I am going to write about my understanding of the creative cycle, how I define it and how I think it works. This is based on my own experience as an artist. The reason I think this idea is important is that grasping the undulating and repeating nature of this cycle could help you sustain your energy as a creative person for this most demanding of work patterns.

What is the creative cycle?

I think creative work happens in an undulating cycle – as shown in the diagram above. Sometimes ideas just seem to flow, at other times things slow down, stop or even seem to go into reverse. I think this is natural and possibly universal. I believe it happens in all creative endeavours. I think it’s innate to being human. I am talking here about energy, the supply of ideas, hope and purpose in your creative work. It’s what happens when you work on your own ideas probably because your own work is bound up with your idea of your self.

You might have noticed this in your work. I know I do a lot of cleaning up in my precious studio time that on the face of it seems like time-wasting or messing about. I reckon I do this putting-off-till-later activity when I could/should be producing things in order to get back into sync with my own creative cycle.

Here is a diagram showing the structure of the creative cycle as I experience it.

As I hope you can see it is a sequence that revolves in a tumble and can repeat ad infinitum (or as long as you carry on). Note that the main axis is not time in this case but progress and that for part of the cycle (it feels like) it goes into reverse.

In my view there are four phases in the creative cycle, I identify them as follows:

High

Aka: Inspiration, Excitement, Ideas, Flow, In the Zone, Progression, Germination, Invention.

The high phase is also probably everyones favourite part of the cycle, it’s fun, it’s exciting, it makes you feel vital and full of energy, ideas flow fast and effortlessly.

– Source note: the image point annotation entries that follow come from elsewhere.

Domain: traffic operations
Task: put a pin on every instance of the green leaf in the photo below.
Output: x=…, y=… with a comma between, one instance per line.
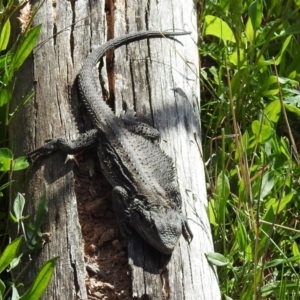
x=273, y=110
x=5, y=159
x=26, y=47
x=2, y=288
x=292, y=109
x=255, y=14
x=211, y=212
x=9, y=253
x=241, y=236
x=42, y=210
x=274, y=262
x=5, y=34
x=216, y=259
x=222, y=186
x=15, y=262
x=280, y=54
x=5, y=95
x=262, y=132
x=20, y=163
x=217, y=27
x=249, y=32
x=15, y=293
x=266, y=185
x=19, y=204
x=41, y=281
x=282, y=204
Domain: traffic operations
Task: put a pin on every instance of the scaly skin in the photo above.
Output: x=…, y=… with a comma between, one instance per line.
x=145, y=189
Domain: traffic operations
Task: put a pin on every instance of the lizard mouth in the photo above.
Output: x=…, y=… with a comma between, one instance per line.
x=160, y=229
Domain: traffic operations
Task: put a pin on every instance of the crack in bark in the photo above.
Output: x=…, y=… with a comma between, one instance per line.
x=72, y=2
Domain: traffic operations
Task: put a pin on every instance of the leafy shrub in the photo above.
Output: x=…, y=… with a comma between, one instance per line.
x=250, y=74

This stage is marked by optimism and flaws in your plan can easily be ignored in favour of speed. This is likely to be the ideas stage and possibly the start of a production phase of creative work. At this stage your idea is likely to seem AWESOME and in need of rapid realisation.

Fall

Aka: Loss, Fall, Decline, Slowing, Barriers, Roadblocks, Second thoughts, Problems, Diversions.

All good things come to an end, this is also the case with a creative high. In my view this is a natural waning of energy not unlike being out of breath after a run. This state can also be induced by a problem or a diversion of some kind that interrupts the flow of energy and requires a review, a re-think or a pause to take stock. This stage feels like someone rained on your parade, just when things were really motoring, along come these doubts and problems that are only going to get in the way. At this stage your enterprise is going to seem flawed to some degree which is likely to feel disappointing.

Low

Aka: Confusion, Disintegration, Depression, Sadness, Disappointment, Stuck, Becalmed, Standstill, Struggle, Review, Re-assessment, Rest.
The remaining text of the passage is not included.